COURTEPOINTES : Faites avec amour et conservées avec soin

Cet hiver, en vue de l’exposition Bouquet de courtepointes, la conservatrice-restauratrice du Musée du Nouveau-Brunswick (MNB) Dee Stubbs-Lee et la bénévole Marilyn Peabody ont passé plusieurs semaines à préparer 12 courtepointes historiques et contemporaines à thème floral provenant des vastes collections de courtepointes du Musée. Après avoir soigneusement évalué l’état de chacune des courtepointes, elles ont procédé à des traitements de conservation-restauration pour les nettoyer et les stabiliser. Les courtepointes en bon état ont été suspendues à la verticale, ce qui a exigé des heures de travail pour coudre de larges bandes de velcro sur un support en tissu, puis les appliquer à la main à l’arrière de chaque courtepointe.

Une des courtepointes (MNB 2018.11), confectionnée vers 1955 par Mary Watson de Fredericton et récemment donnée au MNB par Shiela Watson-White, était dans un état trop fragile pour cette méthode de présentation. Pourtant pas aussi ancienne que d’autres de l’exposition, cette courtepointe avait été beaucoup utilisée avant d’être recueillie et préservée par le Musée.
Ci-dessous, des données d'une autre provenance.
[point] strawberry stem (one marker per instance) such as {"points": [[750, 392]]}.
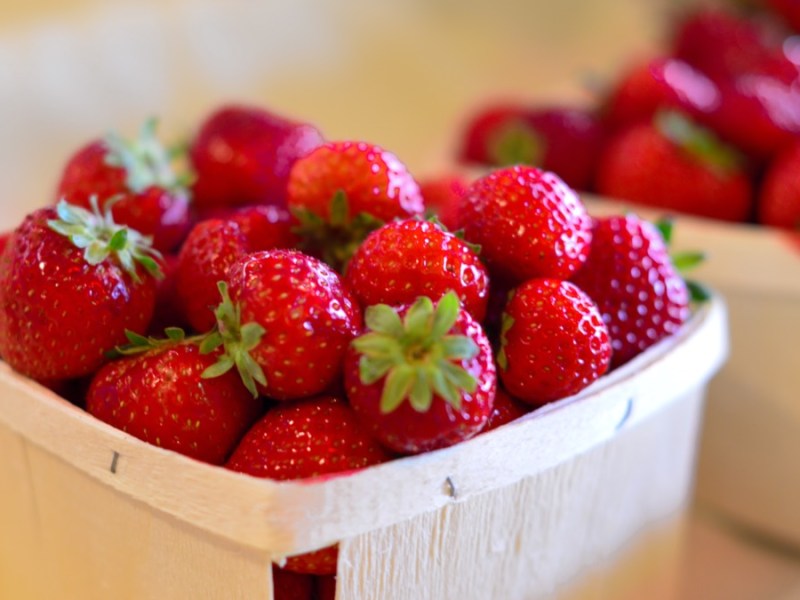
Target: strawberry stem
{"points": [[237, 340], [417, 355], [102, 238]]}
Dee et Marilyn ont stabilisé des centaines d’appliqués qui s’étaient détachés, travaillant sous une loupe à l’aide de fil de soie (la seule fibre provenant d’un ver à soie), de perles et d’aiguilles chirurgicales très fines pour éviter d’endommager le tissu original et rendre les nouveaux points aussi invisibles que possible.

Ces réparations nous permettent de voir le motif et de nous assurer que la courtepointe survivra encore pendant de nombreuses années pour de futures études. Les travaux de restauration-conservation exigent beaucoup de temps et d’espace. C’est pourquoi ils ont été effectués dans un espace de travail de fortune aménagé dans l’ancienne galerie des arts décoratifs, ce qui a permis au travail préparatoire d’une autre exposition de MNB, L’énigme cursive, de prendre place dans le laboratoire de conservation-restauration. Le préparateur du MNB, Sean Driscoll, a construit un support d’exposition sur mesure pour bien maintenir la courtepointe en position inclinée. Marilyn, une courtepointière experte et une bénévole de longue date auprès de l’équipe de conservation-restauration, s’est avérée une grande aide dans la préparation de cette exposition.


La courtepointe Watson avant le traitement.


La courtepointe Watson avant le traitement, détail de la couture séparée.


La courtepointe Watson avant le traitement, détail des appliques endommagées.


Dee Stubbs-Lee, conservatrice-restauratrice du MNB, évalue l’état de la courtepointe Watson et planifie un traitement adapté.


La courtepointe Watson avant le traitement, détail des appliques endommagées.


La conservatrice-restauratrice Dee Stubbs-Lee, à l’oeuvre sur la courtepointe Watson.


On utilise souvent un fil très fin mais très résistant, le fil de soie, pour la restauration des textiles.

 


Détail, réparation de la couture à l’aide de fil de soie.


La conservatrice-restauratrice Dee Stubbs-Lee, à l’œuvre sur la courtepointe Wilson dans l’ancienne galerie des arts décoratifs.


Marilyn Peabody, une bénévole en restauration du MNB, à l’oeuvre sur la courtepointe Watson.


Courtepointes installées dans la galerie pour l’exposition Bouquet de courtepointes.